I have just mentioned that the export sector has been badly affected by the global economic
recession. Another problem is that things are not getting better in other countries. India
received a lot of money in foreign exchange through the remittance sent by NRIs. Weaker
global economy means that there will be fewer opportunities to work in other countries. In
India too, big companies are trying to cut their expenses and they are a bit reluctant to go for
any expansion activities. I remember that in 2007 and in the first few months of 2008, we saw
a lot of reports about the expansion of Indian companies like Tata in other countries
The Economic Boom is over?
A very bad news for Indian highly educated job seekers is that
Indias own economic boom is coming to a halt. Yes, I clearly remember that in 2006 and
2007, many people used to think that it was just a matter of time that Indian economy
achieved double digit growth. Many observers like me, used to say that the high economic
growth would continue for a long time in India.
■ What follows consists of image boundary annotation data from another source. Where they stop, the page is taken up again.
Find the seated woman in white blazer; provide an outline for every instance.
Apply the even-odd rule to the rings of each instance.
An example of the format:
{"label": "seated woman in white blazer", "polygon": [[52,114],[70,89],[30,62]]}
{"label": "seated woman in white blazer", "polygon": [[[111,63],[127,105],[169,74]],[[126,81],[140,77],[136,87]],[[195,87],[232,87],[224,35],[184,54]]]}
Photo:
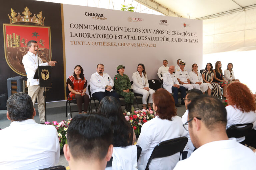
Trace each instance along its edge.
{"label": "seated woman in white blazer", "polygon": [[236,79],[233,71],[233,64],[230,62],[228,64],[228,68],[224,70],[224,79],[230,83],[235,81],[240,81],[238,79]]}
{"label": "seated woman in white blazer", "polygon": [[[155,90],[148,87],[148,77],[145,70],[145,67],[143,64],[139,64],[137,67],[137,71],[132,74],[132,81],[133,83],[131,88],[135,93],[139,93],[142,96],[142,109],[152,109],[151,104],[153,103],[152,95],[155,93]],[[147,104],[147,99],[148,98],[148,103]]]}
{"label": "seated woman in white blazer", "polygon": [[203,83],[203,80],[200,72],[197,70],[197,64],[193,64],[192,65],[192,71],[189,72],[189,80],[193,84],[198,84],[200,85],[200,90],[204,94],[207,91],[207,94],[211,96],[211,90],[212,86],[210,83]]}

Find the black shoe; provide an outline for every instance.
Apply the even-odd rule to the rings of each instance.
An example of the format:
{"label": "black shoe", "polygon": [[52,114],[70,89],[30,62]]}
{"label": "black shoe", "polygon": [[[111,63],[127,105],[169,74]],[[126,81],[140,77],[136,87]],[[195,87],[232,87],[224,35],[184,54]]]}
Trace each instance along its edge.
{"label": "black shoe", "polygon": [[180,108],[180,107],[181,107],[181,105],[180,105],[180,104],[179,103],[176,103],[175,104],[175,106],[176,106],[176,107],[178,107],[179,108]]}

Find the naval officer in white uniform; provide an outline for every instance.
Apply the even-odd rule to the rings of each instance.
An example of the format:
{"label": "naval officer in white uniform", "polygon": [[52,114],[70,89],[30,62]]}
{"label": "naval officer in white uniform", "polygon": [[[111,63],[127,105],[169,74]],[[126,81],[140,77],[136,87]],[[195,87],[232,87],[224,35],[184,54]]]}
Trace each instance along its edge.
{"label": "naval officer in white uniform", "polygon": [[189,90],[191,89],[196,89],[200,90],[199,84],[191,84],[189,80],[189,76],[188,72],[184,67],[186,64],[186,62],[184,60],[181,60],[179,62],[180,69],[175,71],[175,74],[177,77],[177,79],[180,84],[181,86],[185,87]]}

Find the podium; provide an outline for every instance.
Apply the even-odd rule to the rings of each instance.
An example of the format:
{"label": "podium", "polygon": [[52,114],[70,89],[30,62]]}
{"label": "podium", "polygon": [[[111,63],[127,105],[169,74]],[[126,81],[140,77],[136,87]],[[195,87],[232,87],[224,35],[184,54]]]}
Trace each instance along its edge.
{"label": "podium", "polygon": [[45,88],[51,85],[51,66],[39,65],[34,75],[34,79],[38,79],[40,87],[44,88],[43,96],[44,96],[44,114],[45,122],[46,122],[46,98]]}

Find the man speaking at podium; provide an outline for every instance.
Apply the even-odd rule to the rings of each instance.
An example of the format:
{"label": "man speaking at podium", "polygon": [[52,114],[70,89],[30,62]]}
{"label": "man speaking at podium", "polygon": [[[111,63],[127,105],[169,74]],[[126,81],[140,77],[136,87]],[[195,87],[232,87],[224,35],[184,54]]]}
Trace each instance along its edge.
{"label": "man speaking at podium", "polygon": [[33,40],[30,40],[28,42],[28,53],[23,57],[22,63],[27,73],[28,80],[27,85],[28,90],[28,95],[30,96],[33,105],[35,104],[36,99],[37,98],[37,108],[39,113],[40,123],[44,124],[45,115],[44,114],[44,100],[43,95],[43,87],[40,87],[38,79],[34,79],[34,75],[36,72],[37,66],[39,65],[55,66],[57,62],[55,61],[51,61],[44,63],[38,57],[37,52],[38,45],[37,42]]}

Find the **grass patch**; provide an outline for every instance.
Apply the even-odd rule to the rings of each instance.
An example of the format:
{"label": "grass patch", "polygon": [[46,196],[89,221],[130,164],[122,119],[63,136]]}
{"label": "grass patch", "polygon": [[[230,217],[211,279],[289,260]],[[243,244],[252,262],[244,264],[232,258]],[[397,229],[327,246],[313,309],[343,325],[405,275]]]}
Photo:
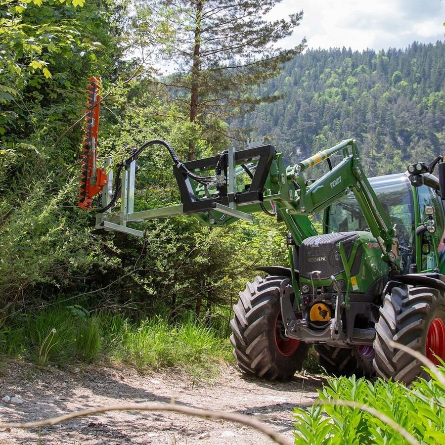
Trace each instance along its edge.
{"label": "grass patch", "polygon": [[[439,372],[445,376],[445,367]],[[294,408],[295,444],[445,443],[445,387],[430,373],[409,388],[354,376],[329,379],[315,404]]]}
{"label": "grass patch", "polygon": [[106,359],[140,372],[176,368],[204,376],[232,359],[230,343],[219,331],[190,318],[134,322],[122,314],[60,307],[2,322],[0,353],[44,366]]}

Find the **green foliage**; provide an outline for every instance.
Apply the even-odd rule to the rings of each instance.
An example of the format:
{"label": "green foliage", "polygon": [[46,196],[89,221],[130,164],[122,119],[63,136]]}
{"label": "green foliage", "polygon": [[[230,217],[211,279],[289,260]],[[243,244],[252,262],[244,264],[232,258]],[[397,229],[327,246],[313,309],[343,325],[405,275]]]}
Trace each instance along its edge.
{"label": "green foliage", "polygon": [[[445,367],[439,369],[445,375]],[[419,443],[443,444],[445,388],[432,376],[430,381],[421,379],[409,389],[396,382],[379,379],[372,383],[354,376],[329,380],[312,407],[294,409],[295,443],[408,443],[400,434],[402,430]],[[336,400],[354,406],[336,404]],[[368,412],[367,407],[378,412]],[[399,431],[381,415],[395,422]]]}
{"label": "green foliage", "polygon": [[367,174],[404,171],[442,152],[444,51],[441,42],[377,53],[308,51],[258,91],[284,98],[231,123],[271,139],[292,164],[354,137]]}
{"label": "green foliage", "polygon": [[39,365],[90,363],[103,358],[141,372],[177,368],[204,376],[232,359],[227,336],[182,317],[134,322],[122,314],[95,314],[79,305],[47,308],[0,324],[0,354]]}

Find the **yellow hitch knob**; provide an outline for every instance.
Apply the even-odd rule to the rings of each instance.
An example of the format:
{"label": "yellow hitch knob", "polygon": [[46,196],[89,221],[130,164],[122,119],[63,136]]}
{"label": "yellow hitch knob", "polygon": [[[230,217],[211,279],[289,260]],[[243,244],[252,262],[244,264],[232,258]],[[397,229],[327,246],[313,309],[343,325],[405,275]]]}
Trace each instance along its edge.
{"label": "yellow hitch knob", "polygon": [[315,303],[309,312],[311,321],[328,321],[331,319],[331,310],[324,303]]}

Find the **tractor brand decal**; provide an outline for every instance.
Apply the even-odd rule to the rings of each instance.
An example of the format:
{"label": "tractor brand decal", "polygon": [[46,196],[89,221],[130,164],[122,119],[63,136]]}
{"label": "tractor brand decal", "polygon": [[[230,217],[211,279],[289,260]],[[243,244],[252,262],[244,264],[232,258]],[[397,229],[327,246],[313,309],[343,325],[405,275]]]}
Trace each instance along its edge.
{"label": "tractor brand decal", "polygon": [[326,261],[326,257],[309,257],[308,259],[310,263],[317,263],[320,261]]}
{"label": "tractor brand decal", "polygon": [[351,284],[353,285],[353,290],[358,290],[358,286],[357,284],[357,277],[352,276],[351,277]]}
{"label": "tractor brand decal", "polygon": [[342,177],[339,176],[337,179],[334,179],[330,183],[331,188],[333,188],[336,185],[338,185],[342,181]]}

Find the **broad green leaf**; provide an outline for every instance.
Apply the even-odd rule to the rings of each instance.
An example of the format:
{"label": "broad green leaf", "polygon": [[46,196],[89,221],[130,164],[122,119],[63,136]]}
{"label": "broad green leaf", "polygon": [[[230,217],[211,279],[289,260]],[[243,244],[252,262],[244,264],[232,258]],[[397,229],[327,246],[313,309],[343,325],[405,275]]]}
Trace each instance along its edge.
{"label": "broad green leaf", "polygon": [[44,68],[42,71],[44,73],[44,75],[46,79],[52,79],[52,75],[49,72],[49,70],[48,68]]}
{"label": "broad green leaf", "polygon": [[29,66],[35,70],[37,69],[38,68],[42,69],[43,67],[43,63],[38,60],[31,60],[29,63]]}

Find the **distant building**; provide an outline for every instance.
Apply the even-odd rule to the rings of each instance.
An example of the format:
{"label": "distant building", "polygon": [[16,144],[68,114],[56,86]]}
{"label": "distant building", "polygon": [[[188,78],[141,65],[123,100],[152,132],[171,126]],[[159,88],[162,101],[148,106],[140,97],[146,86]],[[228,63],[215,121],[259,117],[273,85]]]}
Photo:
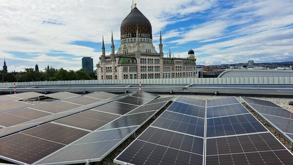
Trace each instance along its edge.
{"label": "distant building", "polygon": [[36,66],[35,67],[35,71],[36,71],[36,72],[39,72],[39,66],[38,66],[38,64],[36,64]]}
{"label": "distant building", "polygon": [[97,65],[98,80],[195,78],[196,59],[190,50],[187,58],[164,57],[162,35],[159,51],[152,42],[149,21],[134,4],[120,26],[121,44],[115,52],[113,33],[111,54],[106,56],[104,38],[102,55]]}
{"label": "distant building", "polygon": [[248,61],[248,66],[253,66],[254,65],[254,62],[253,60],[250,60]]}
{"label": "distant building", "polygon": [[7,66],[6,65],[6,62],[4,59],[4,65],[3,65],[3,73],[7,73]]}
{"label": "distant building", "polygon": [[83,69],[86,73],[94,72],[94,62],[91,57],[84,57],[82,59]]}

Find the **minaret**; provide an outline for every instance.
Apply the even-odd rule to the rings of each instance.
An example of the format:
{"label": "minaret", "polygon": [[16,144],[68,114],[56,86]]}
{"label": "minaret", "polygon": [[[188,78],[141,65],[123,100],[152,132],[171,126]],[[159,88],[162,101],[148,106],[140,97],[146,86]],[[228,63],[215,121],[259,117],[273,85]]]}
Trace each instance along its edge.
{"label": "minaret", "polygon": [[114,45],[114,40],[113,40],[113,31],[112,31],[112,38],[111,39],[111,54],[115,54],[115,45]]}
{"label": "minaret", "polygon": [[6,65],[6,62],[5,61],[5,58],[4,58],[4,65],[3,65],[3,72],[7,73],[7,66]]}
{"label": "minaret", "polygon": [[139,46],[139,39],[138,39],[138,27],[136,25],[136,51],[140,51],[140,47]]}
{"label": "minaret", "polygon": [[171,49],[169,47],[169,58],[171,58]]}
{"label": "minaret", "polygon": [[162,34],[161,33],[161,31],[160,31],[160,44],[159,45],[160,47],[160,55],[164,55],[164,53],[163,52],[163,43],[162,43]]}
{"label": "minaret", "polygon": [[39,66],[38,66],[38,64],[36,64],[36,66],[35,67],[35,71],[36,72],[39,72]]}
{"label": "minaret", "polygon": [[103,45],[102,46],[102,56],[104,56],[104,57],[105,56],[105,44],[104,43],[104,36],[103,36]]}

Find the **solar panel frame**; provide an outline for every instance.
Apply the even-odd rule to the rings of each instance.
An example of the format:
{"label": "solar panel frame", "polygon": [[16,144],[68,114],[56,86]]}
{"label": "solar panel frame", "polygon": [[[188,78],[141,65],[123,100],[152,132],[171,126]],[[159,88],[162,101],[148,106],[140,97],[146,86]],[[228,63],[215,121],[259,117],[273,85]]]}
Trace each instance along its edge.
{"label": "solar panel frame", "polygon": [[68,99],[79,96],[80,96],[80,95],[68,92],[60,92],[46,95],[46,97],[59,100]]}
{"label": "solar panel frame", "polygon": [[221,99],[210,100],[207,101],[207,106],[217,106],[239,103],[239,101],[235,97],[231,96]]}
{"label": "solar panel frame", "polygon": [[149,99],[135,97],[132,96],[128,96],[124,98],[123,99],[118,100],[116,101],[116,102],[123,103],[126,103],[133,105],[142,105],[144,103],[148,102],[150,101],[150,100]]}
{"label": "solar panel frame", "polygon": [[[247,97],[240,97],[240,98],[251,109],[252,109],[254,112],[255,112],[256,113],[257,113],[257,114],[258,114],[259,116],[260,116],[262,118],[264,119],[268,122],[268,123],[269,123],[271,125],[272,125],[273,127],[274,127],[275,128],[275,129],[276,129],[277,131],[278,131],[280,133],[280,134],[282,135],[285,139],[288,140],[288,141],[291,142],[291,143],[293,143],[293,136],[290,136],[290,134],[286,133],[286,132],[283,131],[281,128],[279,128],[277,125],[276,125],[273,122],[272,122],[272,121],[271,121],[269,120],[268,120],[268,119],[267,119],[267,118],[266,118],[265,115],[264,115],[264,114],[261,113],[260,112],[259,112],[257,110],[256,110],[255,108],[255,107],[252,106],[253,105],[251,105],[251,103],[250,103],[247,102],[247,99],[247,99],[247,98],[251,99],[251,98],[247,98]],[[255,99],[254,99],[254,100],[255,100]],[[260,105],[261,106],[261,105]],[[268,107],[269,107],[269,106],[268,106]],[[283,109],[283,110],[285,110],[288,111],[288,110],[287,110],[286,109],[283,109],[282,108],[278,108],[278,109],[280,110]],[[273,116],[273,115],[272,116]],[[275,117],[279,117],[277,116],[275,116]],[[280,118],[281,118],[281,117],[280,117]]]}
{"label": "solar panel frame", "polygon": [[150,102],[146,103],[144,105],[146,105],[150,104],[155,103],[160,103],[160,102],[168,102],[171,101],[172,99],[173,99],[173,97],[169,97],[164,98],[158,98],[157,99],[152,100],[150,101]]}
{"label": "solar panel frame", "polygon": [[[171,104],[170,106],[172,105],[172,104],[173,104],[173,103],[174,103],[174,102],[173,102],[173,103],[172,103],[172,104]],[[160,118],[160,117],[161,117],[162,115],[163,115],[163,114],[164,114],[164,113],[166,112],[166,111],[167,111],[167,109],[166,109],[166,110],[165,110],[165,111],[164,111],[164,112],[163,112],[163,113],[162,114],[161,114],[161,115],[160,115],[160,116],[159,116],[159,117],[158,118],[157,118],[157,119],[156,119],[156,120],[155,120],[155,121],[154,121],[154,122],[153,123],[153,124],[154,122],[156,122],[156,121],[157,120],[158,120],[158,119],[159,119],[159,118]],[[171,112],[171,111],[169,111],[169,113],[174,113],[174,112]],[[181,115],[183,115],[183,114],[181,114]],[[190,117],[192,117],[192,116],[190,116]],[[196,117],[192,117],[196,118]],[[152,125],[153,124],[151,124],[151,125],[150,125],[150,126],[149,126],[149,127],[154,127],[154,128],[157,128],[157,127],[154,127],[154,126],[153,126],[153,125]],[[205,126],[204,126],[204,127],[205,127]],[[159,128],[159,129],[161,129],[161,128]],[[128,165],[128,164],[129,164],[129,165],[132,165],[132,164],[137,164],[137,163],[141,163],[142,162],[141,162],[141,161],[140,161],[137,162],[136,162],[136,163],[131,163],[131,162],[130,162],[130,163],[129,163],[129,162],[128,162],[128,161],[124,161],[124,161],[120,161],[120,160],[118,160],[118,159],[118,159],[118,158],[119,158],[119,157],[120,156],[120,155],[121,155],[122,154],[123,154],[123,153],[124,153],[125,152],[126,153],[127,152],[126,152],[126,150],[127,150],[127,149],[128,149],[128,148],[130,148],[130,147],[131,147],[132,146],[133,146],[133,146],[134,146],[135,145],[134,145],[133,144],[134,144],[135,143],[136,143],[136,142],[138,142],[138,141],[139,141],[139,140],[138,140],[138,139],[139,139],[139,138],[140,138],[140,137],[141,136],[143,136],[143,134],[145,133],[145,132],[146,132],[146,129],[146,129],[146,130],[144,130],[144,131],[143,131],[143,132],[142,132],[142,133],[141,133],[141,134],[140,134],[140,135],[139,135],[139,136],[138,136],[138,137],[137,137],[137,138],[136,138],[136,139],[135,139],[134,141],[133,141],[133,142],[132,142],[132,143],[131,143],[131,144],[129,144],[129,145],[128,145],[128,146],[127,146],[127,147],[126,147],[126,148],[125,149],[125,150],[123,150],[123,151],[122,151],[121,153],[120,153],[120,154],[119,154],[119,155],[118,155],[118,156],[117,156],[117,157],[116,157],[116,158],[115,158],[114,159],[114,161],[113,161],[113,162],[114,162],[114,163],[118,163],[118,164],[121,164],[121,165],[124,165],[124,164],[127,164],[127,165]],[[165,130],[165,129],[164,129],[164,130]],[[172,131],[168,130],[167,129],[166,129],[166,130],[167,130],[167,131]],[[180,134],[184,134],[184,133],[180,133]],[[204,133],[204,134],[205,134],[205,133]],[[188,134],[187,134],[187,135],[188,135]],[[196,137],[196,136],[193,136],[193,135],[188,135],[188,136],[192,136],[192,137]],[[199,137],[199,138],[202,138],[203,139],[204,139],[204,137]],[[140,142],[142,142],[143,143],[144,142],[144,141],[141,141]],[[146,143],[147,143],[147,142],[144,142],[144,143],[145,143],[145,144],[146,144]],[[204,140],[204,141],[203,141],[203,145],[204,148],[204,147],[205,147],[205,144],[204,144],[204,143],[205,143],[205,141]],[[150,143],[148,143],[148,144],[150,144]],[[153,144],[153,145],[156,145],[156,144]],[[161,145],[158,145],[158,146],[162,146]],[[168,148],[167,148],[167,149],[168,149]],[[133,151],[133,149],[129,149],[129,150]],[[167,150],[166,150],[166,151],[167,151]],[[179,150],[179,151],[178,151],[178,153],[179,153],[179,152],[184,152],[184,151],[180,151],[180,150]],[[157,156],[158,155],[158,154],[160,154],[160,153],[164,153],[164,152],[156,152],[157,154],[155,154],[155,155],[156,155],[156,156],[157,157],[161,158],[161,156]],[[181,153],[181,154],[182,154],[182,153]],[[127,153],[127,154],[128,154],[128,153]],[[146,155],[146,153],[145,153],[145,154],[144,154],[144,155]],[[194,159],[194,157],[195,157],[195,156],[198,156],[198,155],[196,155],[196,154],[194,154],[194,155],[193,155],[193,156],[192,156],[192,157],[191,157],[191,156],[189,156],[189,158],[192,157],[193,159]],[[147,154],[146,154],[146,155],[147,155]],[[189,155],[189,156],[190,156],[190,155]],[[182,156],[182,157],[183,157],[183,156]],[[203,164],[203,161],[204,161],[204,155],[201,155],[201,158],[201,158],[201,159],[202,159],[202,161],[200,162],[200,164],[201,164],[201,165],[202,165],[202,164]],[[171,157],[169,158],[169,159],[171,159]],[[161,160],[161,161],[162,161],[162,159]],[[166,160],[166,161],[167,161],[167,160]],[[156,163],[154,163],[154,164],[155,164]],[[170,163],[169,163],[169,164],[170,164]]]}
However, now days, hardly anyone I the
country is concerned about high economic growth.
Future Looks Bleak
In January 2009, around 80,000 jobs were lost in US tech companies. Indian companies
became specialized in serving US tech companies through outsourcing. That means that any
significant fall of revenue among large US companies like Microsoft can cost many jobs in
India. An interesting report: Lose Your Job at IBM? Reclaim It In India . IBM has offered its
US workers they could go to India if they liked and take up jobs in IBM India under local
salary and local terms and conditions. This may bring more anxiety for fresh graduates in
India as if some American workers really come to India for doing jobs then; it will result in
having fewer opportunities for Indian students.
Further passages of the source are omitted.